INTRODUCTION
Spinal extradural arachnoid cyst (SEAC) is a rare condition in which the arachnoid wall expands out of the dura, creating a cystic lesion that includes the cerebrospinal fluid (CSF). Depending on the location, neurologic symptoms such as myelopathy or radiculopathy can occur. The pathophysiology of the SEAC remains unclear11). In some cases, SEAC can develop from arachnoid adhesion due to traumatic, inflammatory, infective, or iatrogenic causes (e.g., lumbar puncture, spine surgery) 1,10). In these situations, adhesions within the arachnoid are supposed to form a one-way valve entrapping circulating CSF, resulting in the formation of a SEAC4).
Various surgical techniques have been introduced for treatment of SEAC. However, optimal treatment remains uncertain regarding removal of only dural defects or the entire SEAC4-6).
This report presents a case of successfully removed SEAC by repair of the dural defect only based on accurate location determination.
CASE REPORT
A 45-year-old woman presented with both leg pain that was exacerbated upon standing. The main symptoms were pain in both lower extremities and buttocks, with greater severity on the right side. She was treated several times by cyst aspiration, but it was unsuccessful. Magnetic resonance imaging (MRI) confirmed the extension of the giant arachnoid cyst from T12 to L3 level, resulting in thecal sac compression and a chronic lesion that thinned the surrounding structures such as the lamina and pedicle (Fig. 1A). It was suspected that was shunt flow causing one-way flow in the form of a check valve. Thus, myelography was implemented with real-time fluoroscopy at high resolution. We did not find any leaks in the first trial, but we did localize a leakage point at the L1 level on the second attempt (Fig. 1B).

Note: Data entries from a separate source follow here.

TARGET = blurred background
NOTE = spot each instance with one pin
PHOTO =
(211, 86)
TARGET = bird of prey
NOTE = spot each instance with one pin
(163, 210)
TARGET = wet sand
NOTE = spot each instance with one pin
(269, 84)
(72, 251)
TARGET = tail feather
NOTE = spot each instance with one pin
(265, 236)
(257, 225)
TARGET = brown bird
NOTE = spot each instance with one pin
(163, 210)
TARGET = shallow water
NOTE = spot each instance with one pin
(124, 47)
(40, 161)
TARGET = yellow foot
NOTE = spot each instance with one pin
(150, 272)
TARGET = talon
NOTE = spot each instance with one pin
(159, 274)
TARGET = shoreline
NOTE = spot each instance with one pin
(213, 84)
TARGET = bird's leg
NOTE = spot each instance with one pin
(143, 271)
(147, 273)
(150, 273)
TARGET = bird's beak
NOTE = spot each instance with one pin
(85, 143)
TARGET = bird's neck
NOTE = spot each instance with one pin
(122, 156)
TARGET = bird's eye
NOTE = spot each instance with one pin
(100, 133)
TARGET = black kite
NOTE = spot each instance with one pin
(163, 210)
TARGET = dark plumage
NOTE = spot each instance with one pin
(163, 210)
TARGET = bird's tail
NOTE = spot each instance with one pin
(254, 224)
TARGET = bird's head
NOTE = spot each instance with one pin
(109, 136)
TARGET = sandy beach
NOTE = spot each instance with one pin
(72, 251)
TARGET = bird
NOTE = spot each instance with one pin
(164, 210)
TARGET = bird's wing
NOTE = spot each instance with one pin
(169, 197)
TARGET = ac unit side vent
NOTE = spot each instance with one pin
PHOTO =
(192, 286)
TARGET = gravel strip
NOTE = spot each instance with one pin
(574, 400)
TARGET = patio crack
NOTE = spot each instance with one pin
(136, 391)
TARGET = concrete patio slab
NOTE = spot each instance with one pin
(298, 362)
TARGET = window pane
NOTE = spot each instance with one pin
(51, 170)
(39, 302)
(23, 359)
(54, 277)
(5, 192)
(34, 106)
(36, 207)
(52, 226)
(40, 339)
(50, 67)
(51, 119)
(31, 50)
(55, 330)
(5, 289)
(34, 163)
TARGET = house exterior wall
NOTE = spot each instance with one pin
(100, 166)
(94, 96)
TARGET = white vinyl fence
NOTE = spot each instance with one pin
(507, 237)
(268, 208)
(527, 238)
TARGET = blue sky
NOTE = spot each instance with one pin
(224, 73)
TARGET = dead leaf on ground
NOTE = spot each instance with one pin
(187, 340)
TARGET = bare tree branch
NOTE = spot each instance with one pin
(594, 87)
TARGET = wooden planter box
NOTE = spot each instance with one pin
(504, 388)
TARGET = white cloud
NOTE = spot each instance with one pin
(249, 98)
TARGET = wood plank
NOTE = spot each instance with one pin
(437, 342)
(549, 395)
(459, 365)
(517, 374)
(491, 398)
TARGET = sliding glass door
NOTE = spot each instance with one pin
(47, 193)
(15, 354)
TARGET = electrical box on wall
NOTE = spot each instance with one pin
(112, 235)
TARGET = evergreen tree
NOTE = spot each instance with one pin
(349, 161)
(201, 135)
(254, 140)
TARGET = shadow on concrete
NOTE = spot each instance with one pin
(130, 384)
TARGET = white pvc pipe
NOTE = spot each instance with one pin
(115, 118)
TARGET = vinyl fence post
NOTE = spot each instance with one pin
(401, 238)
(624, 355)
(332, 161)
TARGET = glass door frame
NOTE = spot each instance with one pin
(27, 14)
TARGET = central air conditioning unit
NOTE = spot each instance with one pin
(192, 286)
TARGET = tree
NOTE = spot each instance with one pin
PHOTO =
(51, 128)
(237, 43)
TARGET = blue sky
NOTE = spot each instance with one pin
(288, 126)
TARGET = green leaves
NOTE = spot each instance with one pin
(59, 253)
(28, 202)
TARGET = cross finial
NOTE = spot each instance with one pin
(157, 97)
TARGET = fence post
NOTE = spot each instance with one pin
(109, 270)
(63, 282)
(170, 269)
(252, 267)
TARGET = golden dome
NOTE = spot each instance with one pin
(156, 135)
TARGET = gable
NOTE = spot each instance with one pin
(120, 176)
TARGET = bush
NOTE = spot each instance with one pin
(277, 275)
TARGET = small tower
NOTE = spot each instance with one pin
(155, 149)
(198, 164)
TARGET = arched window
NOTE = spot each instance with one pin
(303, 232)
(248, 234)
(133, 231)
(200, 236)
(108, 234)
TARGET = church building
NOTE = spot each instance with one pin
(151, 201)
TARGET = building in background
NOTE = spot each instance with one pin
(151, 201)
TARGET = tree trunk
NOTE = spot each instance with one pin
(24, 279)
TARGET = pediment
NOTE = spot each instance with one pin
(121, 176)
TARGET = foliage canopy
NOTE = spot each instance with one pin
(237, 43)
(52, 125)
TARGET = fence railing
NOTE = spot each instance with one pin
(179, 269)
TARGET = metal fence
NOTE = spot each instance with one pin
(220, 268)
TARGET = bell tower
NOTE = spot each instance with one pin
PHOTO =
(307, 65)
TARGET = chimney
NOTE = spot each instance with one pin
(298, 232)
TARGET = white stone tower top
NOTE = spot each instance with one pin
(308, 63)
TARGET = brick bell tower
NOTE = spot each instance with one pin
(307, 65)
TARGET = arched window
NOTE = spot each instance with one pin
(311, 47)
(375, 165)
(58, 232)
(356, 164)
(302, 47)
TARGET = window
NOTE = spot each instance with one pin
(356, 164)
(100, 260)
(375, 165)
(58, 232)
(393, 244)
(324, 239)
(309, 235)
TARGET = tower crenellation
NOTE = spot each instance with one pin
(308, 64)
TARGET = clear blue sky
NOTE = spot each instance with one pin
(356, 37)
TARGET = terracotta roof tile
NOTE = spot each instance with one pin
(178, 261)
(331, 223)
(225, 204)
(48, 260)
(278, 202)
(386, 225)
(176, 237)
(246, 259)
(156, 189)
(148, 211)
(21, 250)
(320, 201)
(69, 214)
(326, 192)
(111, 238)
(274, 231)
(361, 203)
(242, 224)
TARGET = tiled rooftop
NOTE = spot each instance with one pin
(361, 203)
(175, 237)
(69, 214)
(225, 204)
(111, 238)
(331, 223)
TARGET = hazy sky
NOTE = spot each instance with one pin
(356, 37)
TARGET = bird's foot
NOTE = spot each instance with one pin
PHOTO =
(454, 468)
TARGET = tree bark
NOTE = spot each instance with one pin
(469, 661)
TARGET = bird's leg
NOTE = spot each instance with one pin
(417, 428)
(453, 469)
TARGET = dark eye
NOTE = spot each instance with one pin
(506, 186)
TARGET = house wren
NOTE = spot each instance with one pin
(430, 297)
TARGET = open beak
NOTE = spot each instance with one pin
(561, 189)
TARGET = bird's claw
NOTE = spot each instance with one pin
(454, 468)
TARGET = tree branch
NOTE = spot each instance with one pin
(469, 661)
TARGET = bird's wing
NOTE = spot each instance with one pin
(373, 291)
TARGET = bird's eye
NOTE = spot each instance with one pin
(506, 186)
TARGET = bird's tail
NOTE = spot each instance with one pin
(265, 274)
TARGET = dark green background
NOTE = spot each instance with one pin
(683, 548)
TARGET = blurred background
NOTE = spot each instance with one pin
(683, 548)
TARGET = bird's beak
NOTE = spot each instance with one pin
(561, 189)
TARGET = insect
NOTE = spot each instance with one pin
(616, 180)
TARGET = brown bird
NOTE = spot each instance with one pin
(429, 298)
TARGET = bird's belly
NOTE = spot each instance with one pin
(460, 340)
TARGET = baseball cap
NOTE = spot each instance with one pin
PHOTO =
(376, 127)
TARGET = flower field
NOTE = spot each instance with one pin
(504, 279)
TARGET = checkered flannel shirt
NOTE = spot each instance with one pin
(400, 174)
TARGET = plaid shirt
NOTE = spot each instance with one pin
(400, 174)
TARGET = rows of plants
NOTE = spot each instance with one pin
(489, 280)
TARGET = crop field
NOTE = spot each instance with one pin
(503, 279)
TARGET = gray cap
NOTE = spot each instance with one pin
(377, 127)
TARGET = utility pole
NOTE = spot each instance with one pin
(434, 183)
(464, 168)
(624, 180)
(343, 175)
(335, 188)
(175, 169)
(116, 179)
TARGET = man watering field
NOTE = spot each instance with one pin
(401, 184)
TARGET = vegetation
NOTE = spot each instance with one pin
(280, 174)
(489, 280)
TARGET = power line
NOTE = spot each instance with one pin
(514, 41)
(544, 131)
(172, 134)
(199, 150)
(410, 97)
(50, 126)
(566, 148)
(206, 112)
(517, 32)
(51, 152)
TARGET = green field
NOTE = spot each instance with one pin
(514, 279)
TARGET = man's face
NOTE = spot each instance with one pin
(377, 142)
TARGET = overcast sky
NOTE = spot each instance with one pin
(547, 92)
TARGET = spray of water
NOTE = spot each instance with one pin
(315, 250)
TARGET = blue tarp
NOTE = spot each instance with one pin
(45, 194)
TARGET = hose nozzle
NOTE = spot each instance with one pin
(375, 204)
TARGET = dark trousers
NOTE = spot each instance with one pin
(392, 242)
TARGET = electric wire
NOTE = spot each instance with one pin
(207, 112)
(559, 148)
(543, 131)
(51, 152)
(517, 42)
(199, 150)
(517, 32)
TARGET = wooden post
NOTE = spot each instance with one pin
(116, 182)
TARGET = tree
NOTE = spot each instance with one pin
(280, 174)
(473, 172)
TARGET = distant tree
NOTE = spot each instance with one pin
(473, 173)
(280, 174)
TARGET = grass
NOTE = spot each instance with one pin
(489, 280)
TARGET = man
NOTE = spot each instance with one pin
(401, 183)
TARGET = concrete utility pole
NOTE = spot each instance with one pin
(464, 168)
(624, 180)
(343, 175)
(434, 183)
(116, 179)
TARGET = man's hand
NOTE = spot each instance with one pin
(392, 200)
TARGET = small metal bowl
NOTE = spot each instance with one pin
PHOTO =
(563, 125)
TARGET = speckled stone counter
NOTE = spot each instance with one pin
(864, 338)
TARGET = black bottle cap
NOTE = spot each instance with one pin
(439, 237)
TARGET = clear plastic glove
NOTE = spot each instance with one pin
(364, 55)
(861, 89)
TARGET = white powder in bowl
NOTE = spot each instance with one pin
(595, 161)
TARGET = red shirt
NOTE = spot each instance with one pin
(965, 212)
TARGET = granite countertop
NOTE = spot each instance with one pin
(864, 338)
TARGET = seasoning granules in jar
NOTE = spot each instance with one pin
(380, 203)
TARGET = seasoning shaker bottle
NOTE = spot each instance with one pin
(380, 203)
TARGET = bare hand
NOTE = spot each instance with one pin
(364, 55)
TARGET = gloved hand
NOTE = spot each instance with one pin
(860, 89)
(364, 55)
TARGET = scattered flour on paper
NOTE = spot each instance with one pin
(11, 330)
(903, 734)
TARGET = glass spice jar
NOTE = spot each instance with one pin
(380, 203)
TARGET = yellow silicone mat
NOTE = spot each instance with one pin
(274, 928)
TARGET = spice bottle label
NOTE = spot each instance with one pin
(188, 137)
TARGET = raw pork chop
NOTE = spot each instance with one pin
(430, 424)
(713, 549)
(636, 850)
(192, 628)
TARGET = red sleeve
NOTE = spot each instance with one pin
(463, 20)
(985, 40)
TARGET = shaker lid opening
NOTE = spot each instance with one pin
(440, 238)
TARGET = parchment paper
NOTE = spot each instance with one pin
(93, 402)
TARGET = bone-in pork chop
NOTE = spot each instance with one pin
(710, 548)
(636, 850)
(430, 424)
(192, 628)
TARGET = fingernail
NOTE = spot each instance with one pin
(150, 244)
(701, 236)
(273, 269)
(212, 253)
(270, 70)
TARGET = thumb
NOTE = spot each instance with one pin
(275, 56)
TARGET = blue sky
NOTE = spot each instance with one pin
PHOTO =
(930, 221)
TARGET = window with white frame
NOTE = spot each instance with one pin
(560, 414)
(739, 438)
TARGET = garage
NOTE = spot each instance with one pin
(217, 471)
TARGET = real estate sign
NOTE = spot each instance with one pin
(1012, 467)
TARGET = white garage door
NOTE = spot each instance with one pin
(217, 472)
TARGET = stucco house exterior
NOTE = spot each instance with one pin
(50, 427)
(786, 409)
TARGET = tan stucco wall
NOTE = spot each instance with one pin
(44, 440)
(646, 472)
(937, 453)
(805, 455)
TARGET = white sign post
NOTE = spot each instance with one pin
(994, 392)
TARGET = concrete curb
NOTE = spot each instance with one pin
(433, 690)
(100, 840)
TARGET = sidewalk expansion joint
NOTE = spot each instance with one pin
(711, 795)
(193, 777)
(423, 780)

The leakage flow was confirmed in the L1 level on imaging conducted with the patient in the left side-down lateral position.
To access the leakage site, we planned minimal laminectomy surgery. After checking the T12 to L1 levels in a prone position, a one-level laminectomy was performed. After removing the lamina, a large CSF fluid collection and arachnoid cyst wall were seen in the surgical field4,12).
According to the categories of Nabors et al.9) (Table 1), the cyst was type Ia, without neural tissue. The cyst was partially removed, and the removed wall was sent for biopsy and pathologic confirmation6) (Fig. 2B).
A small dural defect was confirmed at the left mid-level of the L1 body, and some of the L1 rootlets protruded out and were serving as a plug for the created one-way valve1,8,10) (Fig. 2A). This confirmed the leakage point, as identified on preoperative myelography.
The dural defect was simply sutured using prolene 7-0. After checking that there was no CSF leakage based on the Valsalva maneuver, the operation was performed after laminoplasty2,7,10). Postoperative MRI showed improvement of compressive myelopathy (Fig. 2C).
The patient reported significantly improved symptoms with no complications in outpatient follow-up. Her quality of life was much improved.
DISCUSSION
SEACs can cause compressive myelopathy, radiculopathy, or other severe neurologic deficits such as paraplegia or paresthesia 11). Researchers have hypothesized that dural defect acts as a one-way valve to result in the formation of an extradural arachnoid cyst1).
Many surgical procedures can be performed for such cysts, including simple decompression, fenestration, subtotal or total cyst resection, or marsupialization4). Eroglu et al.3) reviewed 13 patients with spinal arachnoid cyst (SAC) who all underwent fenestration of the cyst wall into the subarachnoid space, including 5 total resections. Fam et al.4) published a report on 22 adults with SAC in a single-center study including 6 patients with SEAC, and concluded that surgical exploration and complete resection followed by tight suturing of the fistula was the treatment of choice.
However, it is clear that side effects will increase with greater surgical extent. It is better to avoid multi-level laminectomy and fusion, as they can cause extensive muscle damage and T-L kyphosis2,5,6,12). Several alternatives to minimally invasive surgical procedures have been reported such as selective laminectomy with fistula closure or imaging-guided aspiration.
To perform minimally invasive surgery, accurate localization is required. In our case, the most critical diagnostic procedure for accurate localization was myelography with real-time fluoroscopy 12). There were many factors to consider, including the number of attempts, proper positioning, and intervention room in which a high-resolution imaging study can be performed. The dural defect was precisely located through leakage of contrast in the myelography, allowing repair of the dural defect with minimally invasive surgical treatment.
In conclusion, accurate localization of SEAC allows minimally invasive surgery. To avoid unnecessary extensive surgery, myelography with real-time fluoroscopy can be a useful diagnostic tool.